Having been previously inspired by both Bobby Cooke’s aproach to applying course knowledge outside of a lab, in addition to the tradecraft of an ex-colleague and fantastic red-teamer by the name of Jayden Caelli. I decided to take a very basic concept and apply the knowledge I received from Sektor7 to create something that would both challenge me and lay the foundations for a red-teaming toolset.
For the basic technique I chose a standard XML shellcode runner which I would have to heavily modify in order to get past Defender.
This presented a huge obstacle for me personally, as the course taught C++, and the wrapper inside the XML was C#.
As a total C# noob, many hours were spent learning how to apply call obfuscation in C#, and frankly I do not have the time or the willpower to cover this little side quest, rest assured that many amusing little mistakes were made and I learnt a lot :)
Let’s jump into some obligatory screenshots of our environment shall we?
First we have our up-to-date windows VM, with both real time protection turned on and the default Applocker policy:
As well as our low-priv account, which will be constrained by Applocker’s default policy.
To begin, let us generate some contrived shelcode to pop calc.exe
Once we have done this, let’s grab the XML shellcode runner template from here and insert our shellcode.
(The above code in red is what we wil be aiming to obfuscate later on)
We run our malicious XML with MSBuild, and observe that defender catches it. surprised_pokeman_maymay.gif
Of note are the three Win32APIs being imported via PInvoke.
I knew I had to find a way to abstract away from this functionality, and my searches led me to delegation. This was still challenging for me, and after some tyre spinning I was suggested to take a look at this stackoverflow post, which gave me enough breadcrumbs to begin crafting some workable code.
During my initial testing, I chose MessageBox to ensure that as a proof of concept I could at least call a trivial Win32API.

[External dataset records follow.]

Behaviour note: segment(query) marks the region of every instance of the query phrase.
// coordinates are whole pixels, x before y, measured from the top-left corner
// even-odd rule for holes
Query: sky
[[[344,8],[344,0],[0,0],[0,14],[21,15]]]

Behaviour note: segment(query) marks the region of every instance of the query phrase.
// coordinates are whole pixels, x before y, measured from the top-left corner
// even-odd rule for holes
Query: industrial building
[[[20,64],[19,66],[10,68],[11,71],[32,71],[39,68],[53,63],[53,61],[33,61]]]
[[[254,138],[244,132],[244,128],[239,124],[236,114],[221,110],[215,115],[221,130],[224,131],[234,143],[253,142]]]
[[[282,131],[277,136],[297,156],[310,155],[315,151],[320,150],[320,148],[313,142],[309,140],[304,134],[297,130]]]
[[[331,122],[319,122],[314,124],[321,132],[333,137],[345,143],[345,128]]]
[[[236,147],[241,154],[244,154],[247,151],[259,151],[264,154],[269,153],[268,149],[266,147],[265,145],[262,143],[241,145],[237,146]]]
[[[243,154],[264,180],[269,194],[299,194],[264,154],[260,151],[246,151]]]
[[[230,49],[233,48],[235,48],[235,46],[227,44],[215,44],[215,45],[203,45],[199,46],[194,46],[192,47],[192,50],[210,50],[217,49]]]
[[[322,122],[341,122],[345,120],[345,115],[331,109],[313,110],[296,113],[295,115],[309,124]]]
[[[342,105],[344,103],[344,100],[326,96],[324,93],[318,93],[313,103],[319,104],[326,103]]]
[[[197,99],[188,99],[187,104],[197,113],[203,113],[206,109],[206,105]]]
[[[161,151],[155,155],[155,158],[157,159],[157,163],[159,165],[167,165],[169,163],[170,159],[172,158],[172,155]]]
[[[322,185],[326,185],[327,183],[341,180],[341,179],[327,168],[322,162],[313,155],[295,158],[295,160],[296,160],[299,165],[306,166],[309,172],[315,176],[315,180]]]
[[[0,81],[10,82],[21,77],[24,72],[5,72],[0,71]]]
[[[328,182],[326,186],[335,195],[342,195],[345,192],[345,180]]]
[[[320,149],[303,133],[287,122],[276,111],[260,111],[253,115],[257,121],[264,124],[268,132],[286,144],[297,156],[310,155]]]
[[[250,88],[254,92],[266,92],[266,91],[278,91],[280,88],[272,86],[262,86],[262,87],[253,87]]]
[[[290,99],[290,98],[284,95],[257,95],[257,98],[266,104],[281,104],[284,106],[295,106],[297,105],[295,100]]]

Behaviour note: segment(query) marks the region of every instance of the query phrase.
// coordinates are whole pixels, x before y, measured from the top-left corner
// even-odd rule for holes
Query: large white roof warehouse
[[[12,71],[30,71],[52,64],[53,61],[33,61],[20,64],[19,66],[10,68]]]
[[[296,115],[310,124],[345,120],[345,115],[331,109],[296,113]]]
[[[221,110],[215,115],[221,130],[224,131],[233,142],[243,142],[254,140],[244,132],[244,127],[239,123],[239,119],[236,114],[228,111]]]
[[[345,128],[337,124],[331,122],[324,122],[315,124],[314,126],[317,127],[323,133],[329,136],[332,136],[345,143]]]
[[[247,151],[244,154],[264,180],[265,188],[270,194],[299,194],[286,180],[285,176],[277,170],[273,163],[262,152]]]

After being sure that my code was correct I was plagued by null pointer errors. Through troubleshooting I isolated the issue down to either the dllname or the function name, well, we all know that user32.dll is a dll that…exists. So I decided to load it up in a debugger and visually confirm for my own sanity that MessageBox is indeed still present in user32.dll:
Lo and behold, it does not exist.
I felt like a fool! But was greatful for the learning experience.
After amending my code, I was able to confirm that my delegate code template is indeed good, and calls as it should.
Muuuchhhh better 8)
Having confirmed my template, I could now go on to replace using DllImport with delegates.
This was still caught by AV as I expected, however I had another trick up my sleeve thanks to the Sektor7 course work. I spend an amount of time creating a python script that would generate a malicious XML file containing shellcode supplied in the form of a .bin file as a script arg.
This script would also AES encrypt the names of the delegates, the shellcode itself, and multiple other strings and variables.
We can see that by simply applying a few basic techniques, we end up with a vastly different payload than we originally had, with the original on the right and our generated XML on the left:
I grabbed a raw https beacon payload from Cobalt Strike and threw it into my script.
The generated XML ended up too much of a challenge for Defender, and code execution was achieved, with the end result being a nice and shiny Cobalt Strike Beacon.
It is worth noting that care had to be taken when interacting with this session, and defender did detect any “noisy” activity, therefore, further tradecraft will have to be explored.
In future iterations I will refine how the shellcode is executed, in addition to sandbox evasion, and looking at obfuscating GetProcAddress and LoadLibrary through reflection.